Por alguna razón, interesa menos lo que diga el jefe del estado que el hecho de que no le haga caso nadie. En realidad ambos términos de la enunciación forman un palíndromo. No interesa el mensaje porque no lo escucha nadie y nadie lo escucha porque no interesa. Este año la noticia ha sido que la audiencia del mensaje navideño del rey, cuya vida dios guarde muchos años, ha sido la segunda más baja de su ejecutoria. La noticia la ha servido una inteligencia artificial, la que mide los flujos de energía que circulan por el mundo, porque la inteligencia natural estaba a otras: la cena de nochebuena y las pejigueras consiguientes. El mensaje del rey es la apoteosis del despiste nacional, el cénit del desentendimiento de la sociedad con el estado que la gobierna. Es una señal de salud mental, por otra parte: la ciudadanía está impermeabilizada al caos que predica y produce la clase dirigente.
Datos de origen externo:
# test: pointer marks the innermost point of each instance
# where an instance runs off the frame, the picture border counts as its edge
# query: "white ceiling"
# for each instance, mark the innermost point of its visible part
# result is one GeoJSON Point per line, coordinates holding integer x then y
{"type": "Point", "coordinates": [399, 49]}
También es una señal de que este caos es una impostura, de la que, lo quiera o no, forma parte el rey y sus mensajes navideños.
Este desasistimiento de la atención popular a lo que predica el monarca tuvo este año, sin embargo, una excepción de relumbrón: don Puigdemont ha visto y oído el mensaje con mucha atención y ha descubierto en él la imposibilidad de que don Felipe de Borbón entienda la democracia. La mala noticia para el glosador de mensajes reales es que en Cataluña la alocución real tuvo más audiencia que la de don Puigdemont. Estos catalanes son la monda. Acaso por eso, don Puigdemont debe estar pensando que no sería mala idea postularse como presidente de la república española, a la vista de que la catalana es tiempo perdido y, dicho sea de paso, que su partido ocupa un modesto cuarto lugar en las preferencias de sus compatriotas.
Ay, también los republicanos están mohínos por la poca atención que los españoles prestan al rey. Si la aquiescencia popular a sus mensajes navideños fuera masiva y entusiasta habría ocasión para el lamento y daría la razón a ese sentimiento de derrota que está ínsito en el gen republicano. Pero si nadie hace caso al rey, quiere decirse que la república no brota por falta de republicanismo, que no es lo mismo que abundancia de monarquismo. Claro que remolonear ante la república es también una señal de salud mental si pensamos que un candidato a la presidencia del nuevo régimen sería un tipo como don Puigdemont, don Feijóo o don Sánchez.
Don Felipe VI, don Puigdemont et alii forman parte de la industria del espectáculo y en estas fechas tienen competidores acreditados y muy eficientes en lo suyo, desde el cuñao hasta los reyes magos, que hacen imposible la competencia. Ningún productor de televisión lanzaría un nuevo programa en navidades; de hecho los contenidos televisivos de esta época son de archivo, como es de archivo el discurso del rey en el papel de cuñao mayor del reino.
Comamos y bebamos que mañana moriremos es un mandato nihilista que está recogido en la tradición cristiana (Corintios 15.32 e Isaías, 22.13) y que seguimos devotamente en estas y otras cualesquiera fiestas del calendario en las que ni don Felipe ni don Puigdemont pintan nada porque no tienen el mando de los tipos de interés que hacen subir o bajar el precio del turrón y del marisco. El discurso de nochebuena debiera darlo la señora Lagarde con don Guindos a su vera tocando la zambomba. Así sea.